Ingestion creating duplicates

Hi,
I am using druid 24.0.0 and ingesting data using multi-stage query.

I am facing an issue where the ingestion creating same record twice as shown below:

I cross verified with my source and it has only single record.
Not sure what is causing the duplicates. I tried deleting segments from S3 and from druid console and did a fresh ingestion but then also facing the same issue.
Please let me know what is going wrong.
Also note that i am NOT setting appendToExisting

please paste the query you are using to ingest

Please find below the query:

REPLACE INTO fact_extrapolated_revenue OVERWRITE ALL  WITH fact_extrapolated_revenue_table AS
 (SELECT * FROM TABLE(   EXTERN(     '{\"type\":\"s3\",\"prefixes\":[\"s3://data-dev/druid_poc_1/fact_extrapolated_revenue\"]}',     '{\"type\":\"csv\",\"findColumnsFromHeader\":true}',    '[{\"name\":\"product_id\",\"type\":\"string\"},
 {\"name\":\"facilitytype_id\",\"type\":\"long\"},
 {\"name\":\"month_end_datekey\",\"type\":\"string\"}
 ,{\"name\":\"dist_total_units\",\"type\":\"long\"},
 {\"name\":\"dist_total_revenue\",\"type\":\"long\"},
 {\"name\":\"modified\",\"type\":\"string\"}]'   ) ))
 SELECT   coalesce(TIME_PARSE(fez.month_end_datekey,'yyyyMMdd'),current_timestamp) AS __time,   EXTRACT(MONTH from coalesce(TIME_PARSE(fez.month_end_datekey,'yyyyMMdd'),current_timestamp)) AS sale_month,   EXTRACT(YEAR from coalesce(TIME_PARSE(fez.month_end_datekey,'yyyyMMdd'),current_timestamp)) AS sale_year,   EXTRACT(QUARTER from coalesce(TIME_PARSE(fez.month_end_datekey,'yyyyMMdd'),current_timestamp)) AS sale_quarter,   fez.product_id,   fez.facilitytype_id,    fez.dist_total_units,   fez.dist_total_revenue   FROM fact_extrapolated_revenue_table fez   PARTITIONED BY YEAR

Do you have any other folder with similar name? Basically data will ingested from fact_extrapolated_revenue*

It might be worth doing a druid batch ingestion with the same prefix and checking the result.

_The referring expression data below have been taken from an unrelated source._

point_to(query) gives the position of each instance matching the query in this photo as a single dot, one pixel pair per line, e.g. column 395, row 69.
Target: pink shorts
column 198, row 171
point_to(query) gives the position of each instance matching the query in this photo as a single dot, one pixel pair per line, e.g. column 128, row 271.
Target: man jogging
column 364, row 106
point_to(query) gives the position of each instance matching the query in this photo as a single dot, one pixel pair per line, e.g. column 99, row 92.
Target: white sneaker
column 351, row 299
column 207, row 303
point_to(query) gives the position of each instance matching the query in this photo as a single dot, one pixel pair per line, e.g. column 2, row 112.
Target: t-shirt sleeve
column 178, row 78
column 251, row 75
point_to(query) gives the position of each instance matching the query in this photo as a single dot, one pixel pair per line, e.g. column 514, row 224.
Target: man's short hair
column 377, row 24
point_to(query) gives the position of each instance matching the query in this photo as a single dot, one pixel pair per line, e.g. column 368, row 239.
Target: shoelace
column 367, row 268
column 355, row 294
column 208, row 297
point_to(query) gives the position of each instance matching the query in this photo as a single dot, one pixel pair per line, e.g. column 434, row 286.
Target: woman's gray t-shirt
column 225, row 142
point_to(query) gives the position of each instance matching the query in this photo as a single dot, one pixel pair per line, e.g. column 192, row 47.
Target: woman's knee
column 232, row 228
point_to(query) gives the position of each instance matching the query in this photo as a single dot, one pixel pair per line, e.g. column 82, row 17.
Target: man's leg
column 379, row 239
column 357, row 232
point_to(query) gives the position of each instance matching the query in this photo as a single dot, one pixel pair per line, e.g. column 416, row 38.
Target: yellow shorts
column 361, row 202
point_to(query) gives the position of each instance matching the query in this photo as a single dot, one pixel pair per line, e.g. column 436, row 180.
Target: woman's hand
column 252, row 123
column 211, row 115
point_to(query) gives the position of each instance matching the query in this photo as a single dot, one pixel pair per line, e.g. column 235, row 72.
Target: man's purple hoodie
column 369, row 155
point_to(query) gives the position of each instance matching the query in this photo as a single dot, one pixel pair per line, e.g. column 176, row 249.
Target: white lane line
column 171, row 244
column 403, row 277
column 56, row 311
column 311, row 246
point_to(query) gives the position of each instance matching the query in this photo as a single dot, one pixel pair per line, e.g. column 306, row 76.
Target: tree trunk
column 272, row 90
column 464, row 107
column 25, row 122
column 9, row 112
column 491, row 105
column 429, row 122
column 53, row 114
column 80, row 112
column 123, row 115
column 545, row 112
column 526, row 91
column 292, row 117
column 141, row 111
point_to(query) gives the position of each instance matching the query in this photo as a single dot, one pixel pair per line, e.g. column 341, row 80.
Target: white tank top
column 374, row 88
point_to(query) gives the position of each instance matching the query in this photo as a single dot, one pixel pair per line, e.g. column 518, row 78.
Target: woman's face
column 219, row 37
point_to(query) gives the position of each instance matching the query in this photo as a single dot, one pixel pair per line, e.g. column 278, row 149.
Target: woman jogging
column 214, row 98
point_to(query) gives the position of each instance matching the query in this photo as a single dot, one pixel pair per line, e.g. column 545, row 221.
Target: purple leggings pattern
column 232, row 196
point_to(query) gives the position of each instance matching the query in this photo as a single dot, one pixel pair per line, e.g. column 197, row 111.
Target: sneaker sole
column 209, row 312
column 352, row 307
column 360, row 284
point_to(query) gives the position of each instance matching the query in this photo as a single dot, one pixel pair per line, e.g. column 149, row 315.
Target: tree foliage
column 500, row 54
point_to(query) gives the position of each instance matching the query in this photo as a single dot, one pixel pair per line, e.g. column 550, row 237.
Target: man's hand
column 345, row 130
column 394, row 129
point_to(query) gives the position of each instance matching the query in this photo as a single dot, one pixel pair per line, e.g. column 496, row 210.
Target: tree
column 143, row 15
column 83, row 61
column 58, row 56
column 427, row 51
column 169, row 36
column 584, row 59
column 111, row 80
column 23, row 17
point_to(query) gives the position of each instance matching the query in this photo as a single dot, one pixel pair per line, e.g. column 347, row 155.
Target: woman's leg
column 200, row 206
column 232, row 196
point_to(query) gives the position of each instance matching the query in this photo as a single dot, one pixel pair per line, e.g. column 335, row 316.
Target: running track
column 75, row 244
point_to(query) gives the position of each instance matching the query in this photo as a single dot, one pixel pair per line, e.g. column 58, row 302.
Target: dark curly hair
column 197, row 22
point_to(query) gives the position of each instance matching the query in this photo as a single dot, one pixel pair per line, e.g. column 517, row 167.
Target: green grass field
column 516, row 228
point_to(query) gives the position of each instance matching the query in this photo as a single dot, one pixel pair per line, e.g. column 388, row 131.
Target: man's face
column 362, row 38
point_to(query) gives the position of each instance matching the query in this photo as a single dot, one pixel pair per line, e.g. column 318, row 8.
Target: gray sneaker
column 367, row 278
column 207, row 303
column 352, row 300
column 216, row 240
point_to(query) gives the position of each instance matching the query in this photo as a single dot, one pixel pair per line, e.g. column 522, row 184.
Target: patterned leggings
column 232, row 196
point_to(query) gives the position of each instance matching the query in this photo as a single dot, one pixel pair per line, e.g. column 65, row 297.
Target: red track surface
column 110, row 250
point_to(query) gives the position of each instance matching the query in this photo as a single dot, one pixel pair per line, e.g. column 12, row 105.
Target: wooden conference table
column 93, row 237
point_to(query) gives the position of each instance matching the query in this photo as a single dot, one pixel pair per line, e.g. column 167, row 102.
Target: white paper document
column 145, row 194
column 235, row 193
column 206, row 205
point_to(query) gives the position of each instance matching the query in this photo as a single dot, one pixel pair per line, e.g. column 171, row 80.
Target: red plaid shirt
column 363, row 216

Hi @Vijay_Narayanan1 these are the various folders:
image

Another point to note is that when i ingest the data as parquet file, i am getting the correct result.

are you trying to ingest all four folders?

can you rename fact_extrapolated_revenue to fact_extrapolated_revenue_csv and then use that in your ingestion query? Note fact_extrapolated_revenue_parquet will pick up pnly that folder but fact_extrapolated_revenue will pick up all four

1 Like

Thank you @Vijay_Narayanan1